1 bunch organic lacinato/tuscan kale 
1 cup organic apples
2 stalks organic celery
1/2 cup raw walnuts
1/4 cup raw pumpkin seeds
1/4 cup dried cranberries
2 tablespoons extra virgin olive oil
1 tablespoon lemon juice
1 tablespoon apple cider vinegar
dash salt

1/2 avocado
1/4 cup raw cashews
1/4 cup water
1 tablespoon lemon juice
1 tablespoon apple cider vinegar
splash extra virgin olive oil

Note: I recommend organic where possible for all ingredients, especially the apples and celery which are part of the Dirty Dozen. but of course, if this is not possible, feel free to substitute non-organic fruits and veggies.

After giving the kale leaves a good wash, prepare the kale by removing the thick stem. Then chop or tear the kale into very small pieces in a large bowl. I prefer to roll up a few leaves tightly into a small roll, then cut these into small pieces (a chiffonade of sorts). Add the apple cider vinegar, olive oil, salt, and lemon juice. Mix well and let marinade for about 15 minutes, which in conjunction with the small little pieces, will make it tender.

While waiting for the kale to tenderize, wash and chop the celery and apples into small pieces and add to a separate bowl. If using organic apples, there’s no need to peel the apples. Add the walnuts, apples, dried cranberries and pumpkin seeds to the chopped apples and celery.

Now you can make the dressing. Instead of mayonnaise, we’re going to make a healthy avocado based dressing. First, add the cashews and water into a chopper (I use the chopper that came with my immersion blender, but any sort of blender should do) and mix until smooth. Then add in 1/2 an avocado, lemon juice, apple cider vinegar and a splash of olive oil. Blend again until smooth. Add a little extra water if needed at any point along the way to get the consistency you desire. When I make this, the dressing is relatively thick rather than runny.

By now, the kale should be almost ready.
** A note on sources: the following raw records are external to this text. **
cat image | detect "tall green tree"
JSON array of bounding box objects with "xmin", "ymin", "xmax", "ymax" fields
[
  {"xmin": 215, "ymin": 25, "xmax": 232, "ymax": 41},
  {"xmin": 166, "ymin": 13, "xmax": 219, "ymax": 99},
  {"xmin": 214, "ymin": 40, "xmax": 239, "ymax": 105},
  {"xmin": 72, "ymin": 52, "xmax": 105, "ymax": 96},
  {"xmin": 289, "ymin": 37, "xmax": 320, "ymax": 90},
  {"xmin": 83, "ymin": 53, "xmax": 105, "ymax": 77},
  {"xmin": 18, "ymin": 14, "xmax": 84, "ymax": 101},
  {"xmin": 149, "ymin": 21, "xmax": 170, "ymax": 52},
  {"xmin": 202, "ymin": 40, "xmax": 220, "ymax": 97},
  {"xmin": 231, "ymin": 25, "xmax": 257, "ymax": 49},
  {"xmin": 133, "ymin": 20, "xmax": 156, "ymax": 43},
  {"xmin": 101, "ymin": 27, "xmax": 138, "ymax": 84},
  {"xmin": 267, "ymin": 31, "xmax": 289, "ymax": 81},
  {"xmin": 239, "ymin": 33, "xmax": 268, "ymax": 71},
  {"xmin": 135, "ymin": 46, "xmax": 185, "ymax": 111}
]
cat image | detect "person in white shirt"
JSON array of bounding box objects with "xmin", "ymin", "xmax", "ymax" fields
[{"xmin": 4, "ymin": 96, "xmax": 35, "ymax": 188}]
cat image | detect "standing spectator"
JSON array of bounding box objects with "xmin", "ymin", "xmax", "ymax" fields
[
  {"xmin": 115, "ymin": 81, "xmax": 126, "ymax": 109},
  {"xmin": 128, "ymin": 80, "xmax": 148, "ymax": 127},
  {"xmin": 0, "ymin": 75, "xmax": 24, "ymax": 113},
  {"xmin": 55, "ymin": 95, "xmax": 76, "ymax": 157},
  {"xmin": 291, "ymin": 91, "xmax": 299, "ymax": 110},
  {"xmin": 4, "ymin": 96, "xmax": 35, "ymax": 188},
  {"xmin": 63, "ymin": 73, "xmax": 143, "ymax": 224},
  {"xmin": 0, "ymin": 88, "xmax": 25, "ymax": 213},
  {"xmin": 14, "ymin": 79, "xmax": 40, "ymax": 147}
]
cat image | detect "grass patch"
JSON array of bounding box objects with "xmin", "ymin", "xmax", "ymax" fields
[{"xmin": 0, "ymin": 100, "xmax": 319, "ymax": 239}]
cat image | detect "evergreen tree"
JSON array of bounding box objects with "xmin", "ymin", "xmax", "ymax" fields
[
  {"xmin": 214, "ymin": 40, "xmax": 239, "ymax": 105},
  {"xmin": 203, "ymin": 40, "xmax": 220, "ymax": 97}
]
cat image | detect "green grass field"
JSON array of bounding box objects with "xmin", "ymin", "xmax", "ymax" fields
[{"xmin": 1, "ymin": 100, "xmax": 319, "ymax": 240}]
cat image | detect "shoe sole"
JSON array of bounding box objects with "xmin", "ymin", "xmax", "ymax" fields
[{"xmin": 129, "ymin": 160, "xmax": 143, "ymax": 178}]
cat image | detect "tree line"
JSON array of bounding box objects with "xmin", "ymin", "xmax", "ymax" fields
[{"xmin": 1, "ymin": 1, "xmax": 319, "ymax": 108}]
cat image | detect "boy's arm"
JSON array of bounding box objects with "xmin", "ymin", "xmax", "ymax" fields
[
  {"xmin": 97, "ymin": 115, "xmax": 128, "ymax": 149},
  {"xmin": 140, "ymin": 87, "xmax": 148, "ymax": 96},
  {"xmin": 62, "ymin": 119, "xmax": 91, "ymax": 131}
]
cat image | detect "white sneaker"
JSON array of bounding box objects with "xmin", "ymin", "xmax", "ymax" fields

Once it has set for 15 minutes, you can now mix the dressing into the kale, using as much or little as you like to lightly coat the kale leaves. Top with the fruit, celery, nuts and seeds.


2 thoughts on “Kale Waldorf Salad

  1. Pingback: Lighten Up: 15 MORE Salad Recipes to Lighten Up January | Food Bloggers of Canada

  2. I love how you gave me the rundown of the original Waldorf because I’m totally fascinated by that type of stuff. I recently found lacinato kale in my town and was so excited! …but then they replaced it with a curly purple variety lol. Great recipe. And the avocado/cashew dressing––so creamy!